Kediaman Tuan Admaja
Edward tampak muram ketika melihat tampilan dirinya didepan cermin, kemeja batik lengan panjang bermanset warna coklat tampak melekat pas ditubuh pria itu. Tak dapat dipungkiri jika Edward malam itu tampak mempesona, kulitnya yang bersih seakan memancarkan cahaya, harusnya wajahnya berseri seri saat akan melakukan acara lamaran pada sang kekasih, tapi ini lain ceritanya. Ia dipaksa, dan harus menuruti kehendak orang tua dengan dalih untuk kebaikannya. Kebaikan seperti apa yang dimaksud orang tuanya, ia juga belum tau. Yang harus dia tau adalah jika sebagai seorang anak harus menurut pada orang tuanya.
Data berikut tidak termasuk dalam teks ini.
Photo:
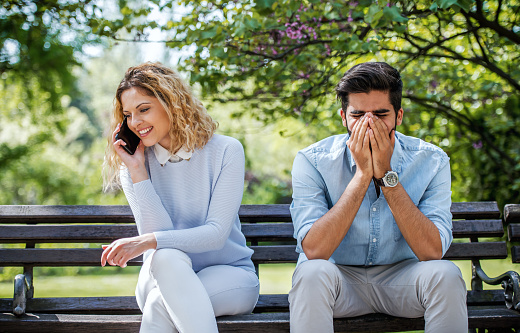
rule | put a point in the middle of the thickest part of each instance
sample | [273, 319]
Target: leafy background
[266, 71]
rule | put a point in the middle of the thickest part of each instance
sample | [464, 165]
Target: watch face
[391, 179]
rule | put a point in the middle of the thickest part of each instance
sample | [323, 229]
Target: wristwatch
[389, 180]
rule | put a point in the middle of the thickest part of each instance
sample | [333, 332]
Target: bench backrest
[512, 220]
[268, 229]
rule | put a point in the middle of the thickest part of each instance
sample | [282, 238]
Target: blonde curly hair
[190, 124]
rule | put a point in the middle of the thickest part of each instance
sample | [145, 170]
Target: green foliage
[459, 61]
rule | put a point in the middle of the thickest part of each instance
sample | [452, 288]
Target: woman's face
[146, 117]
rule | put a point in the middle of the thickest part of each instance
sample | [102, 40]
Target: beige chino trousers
[434, 289]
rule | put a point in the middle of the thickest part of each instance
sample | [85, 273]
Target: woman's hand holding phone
[135, 162]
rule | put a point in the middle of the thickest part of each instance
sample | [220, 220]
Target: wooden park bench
[512, 221]
[269, 230]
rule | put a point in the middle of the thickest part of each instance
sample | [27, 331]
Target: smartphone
[130, 138]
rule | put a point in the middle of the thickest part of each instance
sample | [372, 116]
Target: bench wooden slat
[515, 254]
[73, 233]
[263, 322]
[248, 213]
[128, 304]
[512, 213]
[513, 232]
[263, 254]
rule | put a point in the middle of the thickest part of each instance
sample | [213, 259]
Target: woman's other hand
[122, 250]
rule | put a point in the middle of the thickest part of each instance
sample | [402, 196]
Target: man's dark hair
[368, 76]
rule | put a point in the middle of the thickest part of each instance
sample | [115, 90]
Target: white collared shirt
[163, 155]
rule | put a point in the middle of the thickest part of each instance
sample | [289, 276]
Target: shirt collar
[163, 155]
[395, 160]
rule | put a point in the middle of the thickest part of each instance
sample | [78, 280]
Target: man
[371, 214]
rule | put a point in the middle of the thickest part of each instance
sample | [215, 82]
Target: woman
[184, 185]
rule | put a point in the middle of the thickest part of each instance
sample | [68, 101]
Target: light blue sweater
[193, 205]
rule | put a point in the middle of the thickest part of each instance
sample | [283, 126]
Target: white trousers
[173, 298]
[434, 289]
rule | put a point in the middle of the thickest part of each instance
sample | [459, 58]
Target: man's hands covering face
[371, 146]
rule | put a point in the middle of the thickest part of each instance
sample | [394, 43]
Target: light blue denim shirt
[322, 171]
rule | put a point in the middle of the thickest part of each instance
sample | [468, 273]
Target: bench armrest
[510, 281]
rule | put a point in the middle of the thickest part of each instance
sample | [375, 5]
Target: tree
[459, 60]
[48, 124]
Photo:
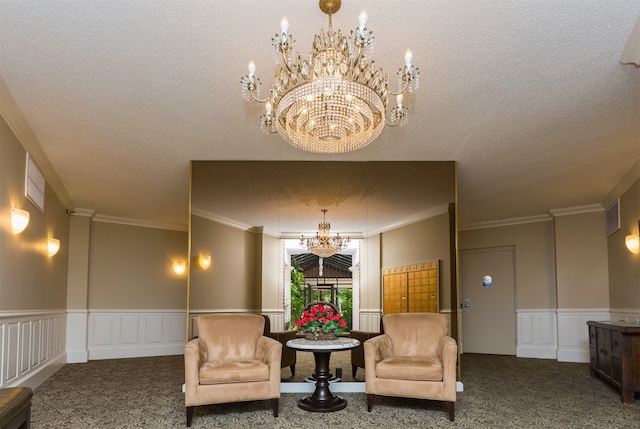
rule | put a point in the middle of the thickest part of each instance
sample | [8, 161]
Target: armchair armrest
[269, 351]
[378, 348]
[195, 354]
[448, 353]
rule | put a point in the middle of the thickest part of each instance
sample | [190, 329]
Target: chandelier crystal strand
[323, 244]
[335, 100]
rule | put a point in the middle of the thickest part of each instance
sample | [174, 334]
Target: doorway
[488, 300]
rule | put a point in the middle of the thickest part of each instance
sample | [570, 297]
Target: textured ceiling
[529, 98]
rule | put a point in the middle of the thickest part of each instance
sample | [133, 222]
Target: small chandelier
[323, 244]
[336, 100]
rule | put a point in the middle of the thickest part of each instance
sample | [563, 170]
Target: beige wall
[271, 289]
[131, 267]
[581, 261]
[535, 261]
[29, 279]
[624, 266]
[370, 275]
[427, 240]
[230, 282]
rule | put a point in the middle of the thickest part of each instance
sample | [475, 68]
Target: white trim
[29, 313]
[418, 217]
[568, 211]
[31, 347]
[573, 335]
[77, 323]
[140, 222]
[625, 315]
[536, 333]
[506, 222]
[114, 334]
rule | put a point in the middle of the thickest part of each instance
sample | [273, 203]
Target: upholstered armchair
[357, 354]
[414, 358]
[289, 357]
[231, 361]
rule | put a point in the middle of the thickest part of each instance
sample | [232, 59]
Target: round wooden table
[322, 400]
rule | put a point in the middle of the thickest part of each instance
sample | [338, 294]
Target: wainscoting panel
[573, 334]
[370, 320]
[536, 333]
[32, 347]
[276, 319]
[117, 334]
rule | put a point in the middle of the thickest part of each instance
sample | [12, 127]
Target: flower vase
[320, 336]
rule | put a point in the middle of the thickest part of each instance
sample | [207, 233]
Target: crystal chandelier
[336, 100]
[323, 244]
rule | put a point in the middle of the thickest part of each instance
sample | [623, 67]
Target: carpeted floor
[499, 392]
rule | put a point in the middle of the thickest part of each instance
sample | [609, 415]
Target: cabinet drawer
[593, 357]
[616, 338]
[592, 336]
[616, 370]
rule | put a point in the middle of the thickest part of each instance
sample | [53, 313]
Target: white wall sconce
[632, 242]
[204, 261]
[53, 245]
[179, 268]
[19, 220]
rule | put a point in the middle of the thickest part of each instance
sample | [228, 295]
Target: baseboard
[81, 356]
[578, 356]
[132, 352]
[536, 352]
[37, 377]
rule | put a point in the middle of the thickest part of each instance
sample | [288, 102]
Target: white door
[488, 301]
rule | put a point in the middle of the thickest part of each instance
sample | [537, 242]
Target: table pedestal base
[322, 400]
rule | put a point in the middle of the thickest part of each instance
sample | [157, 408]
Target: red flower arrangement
[321, 319]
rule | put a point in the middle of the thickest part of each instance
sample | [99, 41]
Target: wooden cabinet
[614, 349]
[411, 288]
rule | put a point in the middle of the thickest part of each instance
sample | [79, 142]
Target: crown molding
[506, 222]
[139, 222]
[427, 214]
[568, 211]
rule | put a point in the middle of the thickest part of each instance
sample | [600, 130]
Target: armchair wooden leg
[190, 411]
[370, 397]
[451, 406]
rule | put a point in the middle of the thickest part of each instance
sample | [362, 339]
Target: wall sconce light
[53, 245]
[19, 220]
[179, 268]
[204, 261]
[632, 242]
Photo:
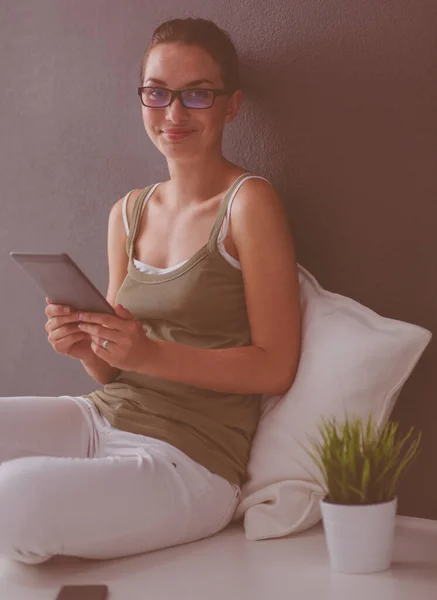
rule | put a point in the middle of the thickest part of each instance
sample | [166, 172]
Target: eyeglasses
[153, 97]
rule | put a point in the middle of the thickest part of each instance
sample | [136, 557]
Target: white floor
[229, 567]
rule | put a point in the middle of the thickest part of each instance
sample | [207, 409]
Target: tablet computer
[62, 281]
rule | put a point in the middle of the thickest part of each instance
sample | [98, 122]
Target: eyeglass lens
[158, 97]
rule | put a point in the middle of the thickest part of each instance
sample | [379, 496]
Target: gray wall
[339, 113]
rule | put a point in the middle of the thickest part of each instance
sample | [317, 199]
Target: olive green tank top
[201, 303]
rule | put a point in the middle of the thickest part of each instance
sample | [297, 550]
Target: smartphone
[62, 281]
[83, 592]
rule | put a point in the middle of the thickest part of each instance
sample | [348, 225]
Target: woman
[207, 320]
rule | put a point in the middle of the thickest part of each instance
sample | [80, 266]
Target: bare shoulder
[116, 211]
[256, 199]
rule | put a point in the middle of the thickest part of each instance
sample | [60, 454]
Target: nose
[176, 111]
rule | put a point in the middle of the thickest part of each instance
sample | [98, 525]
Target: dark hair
[203, 33]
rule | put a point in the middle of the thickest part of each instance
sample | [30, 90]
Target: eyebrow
[195, 82]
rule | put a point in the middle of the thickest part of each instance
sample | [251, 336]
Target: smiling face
[179, 66]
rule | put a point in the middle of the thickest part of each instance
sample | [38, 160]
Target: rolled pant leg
[43, 426]
[142, 498]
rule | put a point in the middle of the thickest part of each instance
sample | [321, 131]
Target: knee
[22, 524]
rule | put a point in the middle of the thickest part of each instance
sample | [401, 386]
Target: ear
[233, 107]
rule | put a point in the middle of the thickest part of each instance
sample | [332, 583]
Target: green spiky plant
[358, 465]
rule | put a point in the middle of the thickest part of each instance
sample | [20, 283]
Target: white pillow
[352, 360]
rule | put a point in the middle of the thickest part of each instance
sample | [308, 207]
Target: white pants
[72, 484]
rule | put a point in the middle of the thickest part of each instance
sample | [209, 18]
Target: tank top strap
[136, 215]
[212, 242]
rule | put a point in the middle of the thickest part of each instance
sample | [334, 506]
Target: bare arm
[95, 366]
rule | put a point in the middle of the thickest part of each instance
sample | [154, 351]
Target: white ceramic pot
[359, 538]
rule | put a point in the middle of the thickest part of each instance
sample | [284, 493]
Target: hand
[64, 335]
[128, 345]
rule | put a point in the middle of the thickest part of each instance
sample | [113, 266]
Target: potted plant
[361, 469]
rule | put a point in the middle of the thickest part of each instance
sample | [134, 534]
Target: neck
[197, 179]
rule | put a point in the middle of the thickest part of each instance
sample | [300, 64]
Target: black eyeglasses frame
[178, 93]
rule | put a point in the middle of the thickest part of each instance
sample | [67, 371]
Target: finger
[57, 333]
[100, 352]
[57, 322]
[64, 344]
[53, 310]
[99, 331]
[110, 321]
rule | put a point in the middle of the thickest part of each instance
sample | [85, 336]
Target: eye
[157, 92]
[197, 93]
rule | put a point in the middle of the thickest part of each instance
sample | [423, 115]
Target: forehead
[177, 64]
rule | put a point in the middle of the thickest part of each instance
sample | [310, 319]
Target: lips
[176, 134]
[171, 131]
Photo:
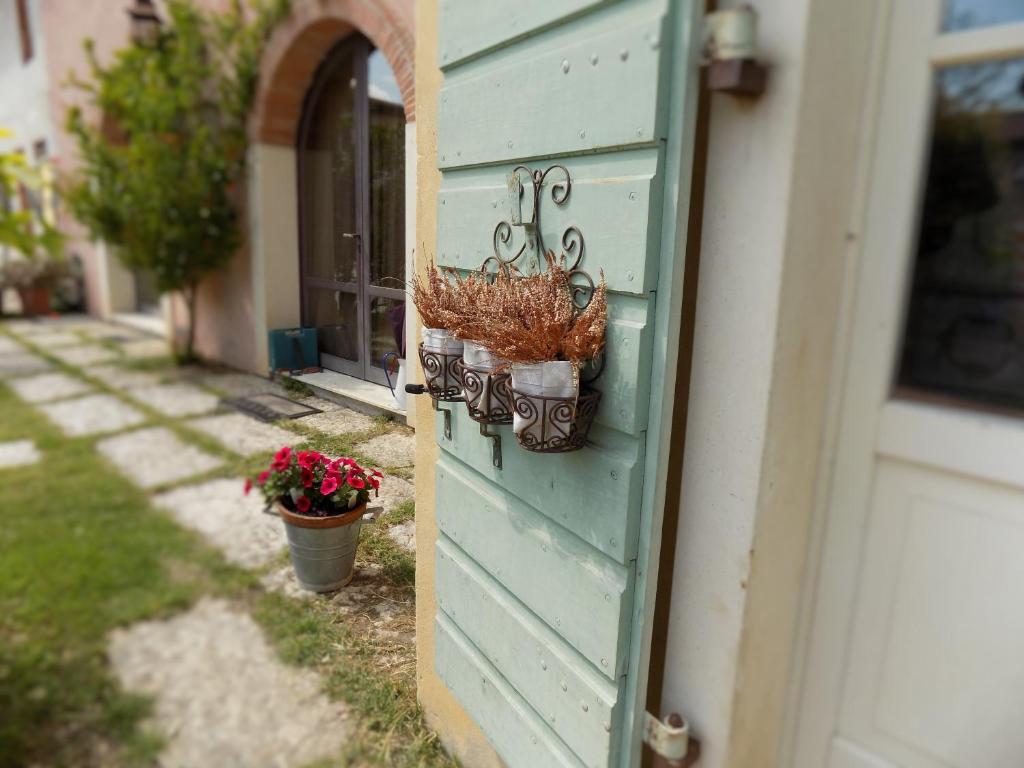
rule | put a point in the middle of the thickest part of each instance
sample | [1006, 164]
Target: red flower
[330, 484]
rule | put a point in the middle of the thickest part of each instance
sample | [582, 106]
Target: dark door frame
[360, 49]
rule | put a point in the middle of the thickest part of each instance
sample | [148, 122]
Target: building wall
[459, 733]
[258, 289]
[780, 195]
Perlahan kaki jangkung pria itu melangkah menuruni anak tangga. Disana sudah banyak orang yang menunggu. Tuan Admaja, Nyonya Yuli, Amelia adik kandungnya dan asistennya Lukas tersenyum tipis melihat penampilannya malam ini.
"Wuuihhh kakak tampan sekali pakai baju itu. Ck..ck..! Tak kusangka, wajah bad boy mu itu tampak seperti pangeran jika sudah seperti ini." Amelia berdecak kagum melihat tampilan kakaknya yang beda dari biasanya. Ia pikir kakaknya akan memakai setelan jas formal, nyatanya ia salah besar.
"Biasa aja." Jawab datar Edward.
"Isshh.." Amel menyebikkan bibirnya.
"Sudah sudah! Jangan ribut disini. Ayo kita segera berangkat! Jangan membuat mereka menunggu terlalu lama. Dan ingat Edward, jangan bikin malu Ayah!" Tuan Admaja memperingati putranya.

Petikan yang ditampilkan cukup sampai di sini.